Archbishop Vincent Nichols affirmed this June 3 in a conference on “Education and Young People” given at the University of London’s Heythrop College.

He addressed an audience of Catholic school heads, parish catechists and religious, stating that “the key to Catholic education is provided by the dimension of faith.”

The prelate affirmed that “the complete understanding of our created world, of ourselves, of our growth, of our relationships, of our society is to be found within the living wisdom revealed in the unique Word of God.”

The person of Christ, he said, “is at the center of Catholic school life” and is a “manifesto of our humanity; but a manifesto that is not a pamphlet but a person, and therefore the relationship that each of us has with that person is our key distinguishing feature.”

The archbishop continued: “When we look at the starkest, most plain revelation of the humanity expressed in this Incarnate Word, in Christ, in his moment of full self giving, we find an interpretative key for so many of our dilemmas today.

“In the crucified Lord we see leadership and power exercised always and ultimately in the service of others and not, when the chips are down, in a self protective, self promoting way.
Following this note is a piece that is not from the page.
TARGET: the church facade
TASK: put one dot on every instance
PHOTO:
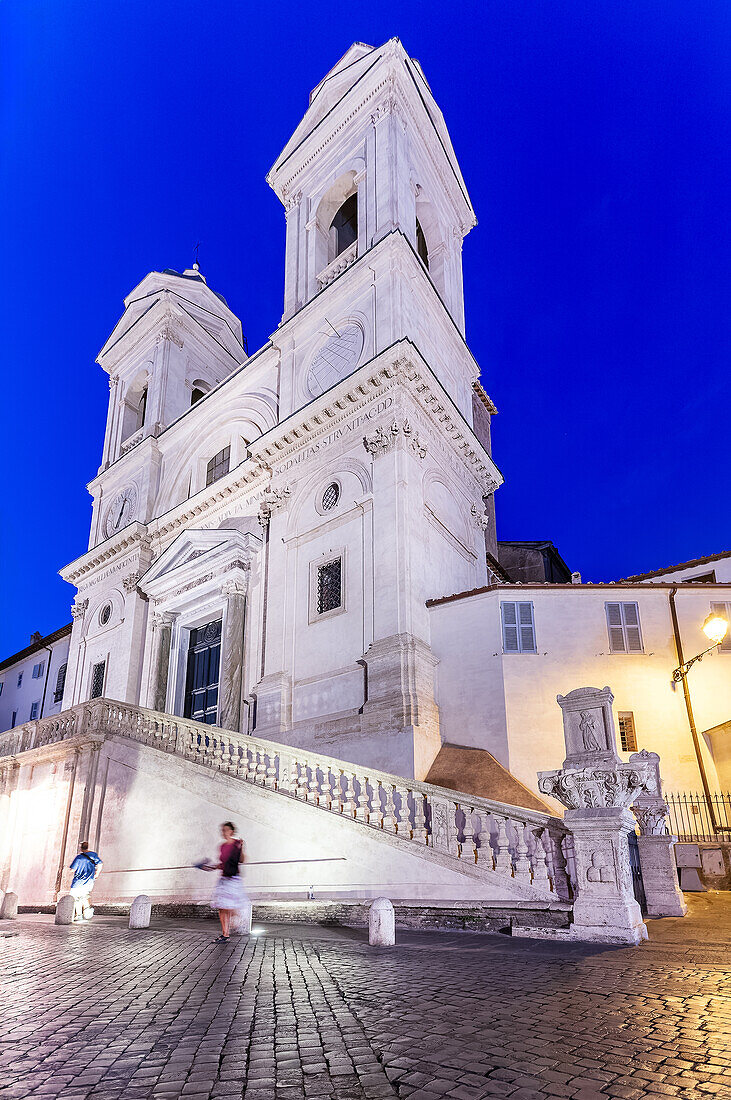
(266, 529)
“When we look at the figure of the crucified Christ, the full picture of human love elevated to its fullness; a love that is faithful until death and a love that is the source of new life.”
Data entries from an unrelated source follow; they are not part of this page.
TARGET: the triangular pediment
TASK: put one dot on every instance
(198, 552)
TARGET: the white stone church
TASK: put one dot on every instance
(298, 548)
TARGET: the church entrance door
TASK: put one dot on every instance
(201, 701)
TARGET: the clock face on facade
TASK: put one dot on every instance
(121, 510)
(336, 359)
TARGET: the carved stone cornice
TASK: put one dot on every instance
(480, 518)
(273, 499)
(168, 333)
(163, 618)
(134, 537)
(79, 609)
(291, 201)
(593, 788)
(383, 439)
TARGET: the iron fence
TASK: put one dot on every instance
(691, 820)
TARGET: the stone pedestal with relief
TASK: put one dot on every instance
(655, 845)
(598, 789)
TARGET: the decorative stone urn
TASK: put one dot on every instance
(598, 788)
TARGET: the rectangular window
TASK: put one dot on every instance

“It is that this brings in an entirely new calculus into the practical judgments that shape all of our lives,” he affirmed.

Life-building habits

Archbishop Nichols stated that this conviction, the “supreme advantage of knowing Christ, gives rise to a way of life which we believe fosters true virtue, true, steady life-building habits of mind and action.”

He acknowledged that “there are plenty of indicators in our society today that we need such civic virtues in addition to regulation.”

“Schools are the places where such virtue is generated or where it is neglected,” he added.

A “good” school, the prelate asserted, “will have a coherent moral discourse; it will be able to present not just its codes of conduct, but also its moral reasoning, why these things are held to be crucial in the enterprise of education.”

“I would trust that a Catholic school is certainly able to do this,” he added.

The archbishop noted, “Today we live in a society which tends to ‘instrumentalize’ everything.”  

He explained: “In other words, everything is broken down to clear objectives and attainments and each is given its price.

“Once this really takes hold, then education has truly entered the market place and its entire ecological system is threatened with pollution. When everything has a price then nothing has lasting value.”

Places of growth

However, Archbishop Nichols affirmed, “our society also needs places which are neither commercial nor political, places which nurture what are so rightly called ‘civic virtues.'”

“These virtues,” he stated, “such as trust, respect, fundamental honesty, a genuine concern of the other, and for the common good, are essential.”

The prelate continued: “Both commerce and political life depend upon them. Yet neither commerce nor political life is aimed at generating these virtues — although that can indeed happen.

“Rather the generators of civic virtue are precisely the other aspects of life: charities, voluntary and faith-based groups, the family and, of course, the school.”

“Our schools are places of a covenantal agreement,” he said, “where we stand together with families, parishes and local communities, to create social solidarity: those bonds between us in which true human flourishing can take place.”  

“This is one of the reasons,” the archbishop concluded, “why our schools are a genuine service to our society at large.”